The Zeal Amaranthine


The mesmerizing rainbows, vibrant and full of happy hues, often leave me wondering about life. Don’t we all aspire to become one someday, to leave that distinct mark, to make people forget their rainy day, to leave at least someone awestruck? But then we lack that zeal a wee bit- to deal with the struggles, to face the scorch and the rain or to stand tall until the eleventh hour. Our immured imagination needs to peep through the cracks, beyond the massive walls of setbacks and defeats. Yes I know, it’s easier said than done. But the whole hullabaloo is about taming our mind to keep calm through the down and the dark.

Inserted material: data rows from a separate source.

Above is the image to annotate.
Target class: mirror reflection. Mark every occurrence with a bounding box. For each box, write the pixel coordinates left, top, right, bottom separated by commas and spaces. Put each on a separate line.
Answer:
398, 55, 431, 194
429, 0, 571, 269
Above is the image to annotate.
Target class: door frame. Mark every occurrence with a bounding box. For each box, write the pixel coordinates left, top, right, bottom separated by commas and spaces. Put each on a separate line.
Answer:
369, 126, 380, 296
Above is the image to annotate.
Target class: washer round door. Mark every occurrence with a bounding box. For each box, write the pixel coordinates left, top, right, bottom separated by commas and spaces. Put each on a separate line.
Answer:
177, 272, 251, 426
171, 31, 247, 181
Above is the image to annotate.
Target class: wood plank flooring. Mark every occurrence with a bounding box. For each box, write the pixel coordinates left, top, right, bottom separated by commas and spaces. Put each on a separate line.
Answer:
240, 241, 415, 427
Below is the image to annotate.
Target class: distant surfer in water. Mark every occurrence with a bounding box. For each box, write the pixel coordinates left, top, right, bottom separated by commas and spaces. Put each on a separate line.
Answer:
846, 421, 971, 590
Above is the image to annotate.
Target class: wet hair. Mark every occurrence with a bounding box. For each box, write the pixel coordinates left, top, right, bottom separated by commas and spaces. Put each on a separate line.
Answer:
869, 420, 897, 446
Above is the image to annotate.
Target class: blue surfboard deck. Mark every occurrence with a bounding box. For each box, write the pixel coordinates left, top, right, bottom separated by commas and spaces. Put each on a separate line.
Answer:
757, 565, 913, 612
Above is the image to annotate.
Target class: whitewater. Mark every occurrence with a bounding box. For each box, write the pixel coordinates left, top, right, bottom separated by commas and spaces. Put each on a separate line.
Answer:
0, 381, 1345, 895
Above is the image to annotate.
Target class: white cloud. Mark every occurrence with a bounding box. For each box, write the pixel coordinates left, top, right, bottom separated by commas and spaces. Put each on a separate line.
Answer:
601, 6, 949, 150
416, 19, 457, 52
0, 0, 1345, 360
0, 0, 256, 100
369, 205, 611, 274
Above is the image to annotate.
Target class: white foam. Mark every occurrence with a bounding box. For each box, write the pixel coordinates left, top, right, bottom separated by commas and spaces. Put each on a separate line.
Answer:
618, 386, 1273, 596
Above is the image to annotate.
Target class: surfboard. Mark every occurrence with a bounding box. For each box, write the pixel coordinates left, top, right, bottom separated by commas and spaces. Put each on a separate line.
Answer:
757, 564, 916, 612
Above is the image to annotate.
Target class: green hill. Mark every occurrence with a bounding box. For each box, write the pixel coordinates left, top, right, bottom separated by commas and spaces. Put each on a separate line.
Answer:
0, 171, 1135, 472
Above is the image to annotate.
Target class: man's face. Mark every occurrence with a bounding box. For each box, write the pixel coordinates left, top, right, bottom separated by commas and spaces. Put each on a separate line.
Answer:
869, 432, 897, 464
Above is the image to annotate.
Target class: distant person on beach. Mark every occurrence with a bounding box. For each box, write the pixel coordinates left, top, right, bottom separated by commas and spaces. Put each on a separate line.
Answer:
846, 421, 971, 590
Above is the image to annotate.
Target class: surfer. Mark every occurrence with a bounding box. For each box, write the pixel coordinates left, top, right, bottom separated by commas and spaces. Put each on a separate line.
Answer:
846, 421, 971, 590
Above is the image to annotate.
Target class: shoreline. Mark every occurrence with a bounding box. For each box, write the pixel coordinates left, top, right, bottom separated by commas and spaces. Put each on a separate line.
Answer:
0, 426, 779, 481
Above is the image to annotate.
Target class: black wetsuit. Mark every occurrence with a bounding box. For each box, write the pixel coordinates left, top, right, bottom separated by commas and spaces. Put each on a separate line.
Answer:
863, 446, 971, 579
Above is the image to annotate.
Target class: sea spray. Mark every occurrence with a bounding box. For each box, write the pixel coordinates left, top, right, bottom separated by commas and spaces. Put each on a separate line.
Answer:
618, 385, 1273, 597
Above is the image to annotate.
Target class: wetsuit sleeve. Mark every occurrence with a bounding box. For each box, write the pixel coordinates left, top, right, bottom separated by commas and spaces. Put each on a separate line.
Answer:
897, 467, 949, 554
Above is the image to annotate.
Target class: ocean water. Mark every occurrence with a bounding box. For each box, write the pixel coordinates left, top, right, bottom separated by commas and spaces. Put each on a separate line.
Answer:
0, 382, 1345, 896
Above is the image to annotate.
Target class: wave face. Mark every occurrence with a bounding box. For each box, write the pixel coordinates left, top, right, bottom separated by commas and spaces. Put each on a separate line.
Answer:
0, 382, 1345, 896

It demands strength, it urges for nothing but patience.

Struggle is mandatory like the pinch of salt in the lemonade that adds taste to it. Tribulations do shape us. All that we go through makes us stouthearted and intrepid, both mentally and emotionally. As we move through the labyrinth, we perceive how we ended up there in the first place. As we pass through the thorns, we know who was, and is there to walk along, or to even pluck them to smoothen our path. We savvy that we had it in us- the courage to keep up the pace.

Do the people who make it through all the odds and come out with flying colours (Yes! Like the rainbow), possess something different?

Yes, they do- an amaranthine zeal. The fire that doesn’t die with the downpour, that which cannot be put off by the winds and that which does not dry out, come what may. If you are unstoppable, no force can flinch you.

Oscar Mosquera, a Colombian weightlifter, and Olympic Champion made it to the Olympic finals each time since 2004 but won a gold only in 2016. What if his ardour had not been indomitable and had he sought contentment in the silver? Karoly Tacaks, a world-class shooter lost his hand in an explosion. When he started training himself to shoot with the left hand, Olympics were cancelled for two consecutive terms. He never gave up and his diligence helped him reach the pinnacle. An indefatigable will power, an incessant urge to bear the odds and an undying patience is what they possessed and what we think we do not.

Turn the mental blocks into building blocks.’ This reminds me of a seminar being conducted for students, joined in by thousands of enthusiastic youngsters. The orator asked them, “How many of you see yourself in the top five ranks?” Contrary to his expectation, only a handful raised their hand. He said just one line before concluding the session (saying it all), “Remember my dear folks, you will only if you will to, and if you will to see a rainbow, you got to put up with the sun and the rain.”

And so is the truth of life.


The fetters, the chains, the thralldom are all in my mind

This sojourn I so tread on, to emancipate the confined

Fire and thorns and frustration, await like landmark

In my willing heart I keep, an unquenchable spark

As I forge towards myself, on this walk labyrinthine

I see a measured volition, and that my zeal is amaranthine.